İnsanlar yerleşik hayata geçtikten sonra ilgi alanları da buna bağlı olarak değişmiştir. Geçmişten bu yana pek çok mecrada faaliyet gösteren insanoğlunun dikkatini çeken alanlardan biri de sanattır. Sanat en basit tabiriyle yaratıcılığın ve hayal gücünün göstergesidir. Peki sanatın her gün hayatımızın içinde olması önemli midir? İnsanlar tam da bu noktada birbirlerinden ayrılıyorlar.

Sanat eskiden beri var olmuştur ve olmaya da devam edecektir. Bu nedenle hepimiz az çok onunla bir etkileşim içinde bulunmuşuzdur. İnsanların belirli bir kısmı sanatı hayatımızın bir parçası olarak görmemiz ve her gün ondan faydalanmamız gerektiğini savunuyor. İnsan ruhu da tıpkı bedeni gibi beslenmeye ihtiyaç duyuyor. Bu noktada sanat özellikle de müzik devreye giriyor. Sokrates’in dediği gibi “Müzik ruhun gıdasıdır.” Her gün müzik dinlemek, resim çizmek ve tablo görmek, şiir okumak gibi aktiviteler ruhumuzu beslediği gibi zihinsel gelişimimize de katkı sağlar. Kendimizi üzgün hissettiğimizde ya da üstümüze altından kalkamayacağımız bir yük bindirildiğinde mutlu olabilmek için bir uğraşıya ihtiyaç duyarız. Sanatsal uğraşılar bizi rahatlatabilir veya daha iyi hissetmemizi sağlayabilir. Şiir okumak içimizde bir yerlerde saklanan duyguların ortaya çıkmasını, karşıdaki kişiyle empati kurmanızı sağlar.
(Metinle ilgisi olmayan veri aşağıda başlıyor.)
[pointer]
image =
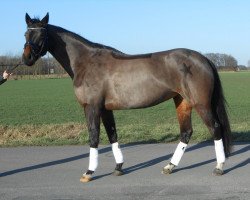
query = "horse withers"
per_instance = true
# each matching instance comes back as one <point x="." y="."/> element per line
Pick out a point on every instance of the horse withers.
<point x="106" y="79"/>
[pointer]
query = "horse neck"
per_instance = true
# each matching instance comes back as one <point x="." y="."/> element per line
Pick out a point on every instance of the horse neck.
<point x="66" y="49"/>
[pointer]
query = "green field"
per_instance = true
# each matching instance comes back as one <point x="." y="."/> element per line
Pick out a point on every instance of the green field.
<point x="45" y="112"/>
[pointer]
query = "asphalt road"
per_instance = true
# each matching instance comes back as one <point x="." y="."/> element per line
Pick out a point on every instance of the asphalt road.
<point x="40" y="173"/>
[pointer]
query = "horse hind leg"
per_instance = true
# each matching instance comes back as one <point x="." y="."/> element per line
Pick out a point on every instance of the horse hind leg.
<point x="109" y="124"/>
<point x="184" y="110"/>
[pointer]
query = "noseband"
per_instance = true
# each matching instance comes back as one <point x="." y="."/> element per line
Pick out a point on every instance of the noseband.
<point x="35" y="49"/>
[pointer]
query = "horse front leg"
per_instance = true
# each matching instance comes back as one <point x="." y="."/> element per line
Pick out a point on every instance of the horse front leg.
<point x="109" y="124"/>
<point x="92" y="114"/>
<point x="184" y="111"/>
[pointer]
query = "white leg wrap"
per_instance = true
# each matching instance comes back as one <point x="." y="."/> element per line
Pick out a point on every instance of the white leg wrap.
<point x="93" y="159"/>
<point x="178" y="153"/>
<point x="117" y="153"/>
<point x="219" y="151"/>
Resim ile uğraşmak farklı bakış açıları kazandırır. Mantıklı cümleler kurmak ise hem kendimizi en doğru şekilde ifade etmemizi hem de karşımızdakini daha net anlamamızı sağlar. Bunların hepsi ve daha birçok şey bir araya gelerek sanatı oluşturur. Mustafa Kemal Atatürk’ün “Sanatsız kalan bir milletin hayat damarlarından biri kopmuş demektir.” sözünde de belirttiği gibi sanatsız bir insan, bir millet düşünülemez.
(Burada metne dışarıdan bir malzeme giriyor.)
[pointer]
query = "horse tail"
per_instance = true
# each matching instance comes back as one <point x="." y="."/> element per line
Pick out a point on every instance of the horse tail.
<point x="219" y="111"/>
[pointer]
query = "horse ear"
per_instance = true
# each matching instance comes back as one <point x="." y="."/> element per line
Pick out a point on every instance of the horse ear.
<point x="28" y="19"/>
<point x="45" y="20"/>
Diğer bir açıdan ise günlük tempoya ayak uydurmaya çalışan insanların bu aktivitelere zaman ayırması oldukça zor olabilir. Örneğin yoğun tempoda çalışan bir doktorun ameliyatlarını ve randevularını bir kenara bırakıp sanatsal faaliyetlere yönelmesi gerçekçi olmayabilir. Ayrıca biri için çok önemli görülen sanat bir başkası için zaman kaybı olarak nitelendirebilir. Bazı insanların soyut kavramlardan çok somut kavramlara yönelmesi de sebepler arasındadır. İnsanlar sanatı adeta bir zorunluluk olarak görmeye başlarsa içlerindeki yapma hevesini kaybedebilir, zamanla sıkılabilir. Ek olarak herkesin öncelikleri birbirinden farklı olduğu için bu duruma uyum sağlamak istemeyebilirler.
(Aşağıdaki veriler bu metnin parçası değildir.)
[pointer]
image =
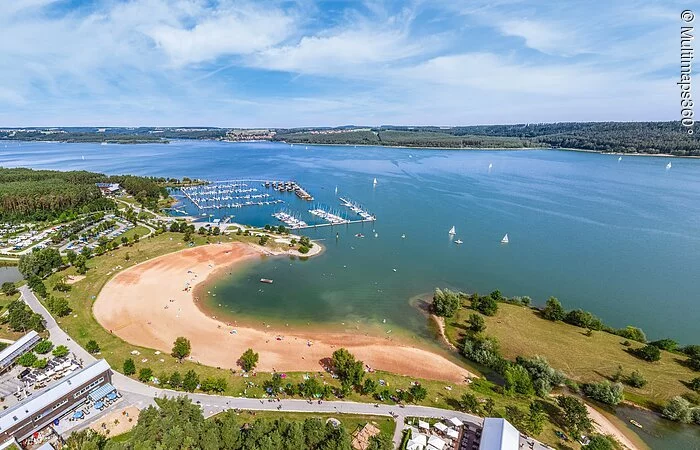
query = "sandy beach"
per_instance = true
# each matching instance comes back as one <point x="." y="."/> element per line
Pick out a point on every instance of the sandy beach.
<point x="152" y="303"/>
Olumlu ve olumsuz özellikleri göz önüne alındığında sanatsız bir toplumun hatta insanın yaşamının sürerliliği sağlaması oldukça zor. Sanat ile bütün benliğimizi kazanabilecekken bu fırsatı değerlendirmememiz sadece bize değil çevremizdekilere de olumsuz etkiler doğurabilir. Goethe’nin “İnsan her gün bir parça müzik dinlemeli, iyi bir şiir okumalı, güzel bir tablo görmeli ve mümkünse birkaç mantıklı cümle söylemeli.” sözüne tamamen katılıyorum ve hayata geçirilmesi gerektiğini düşünüyorum.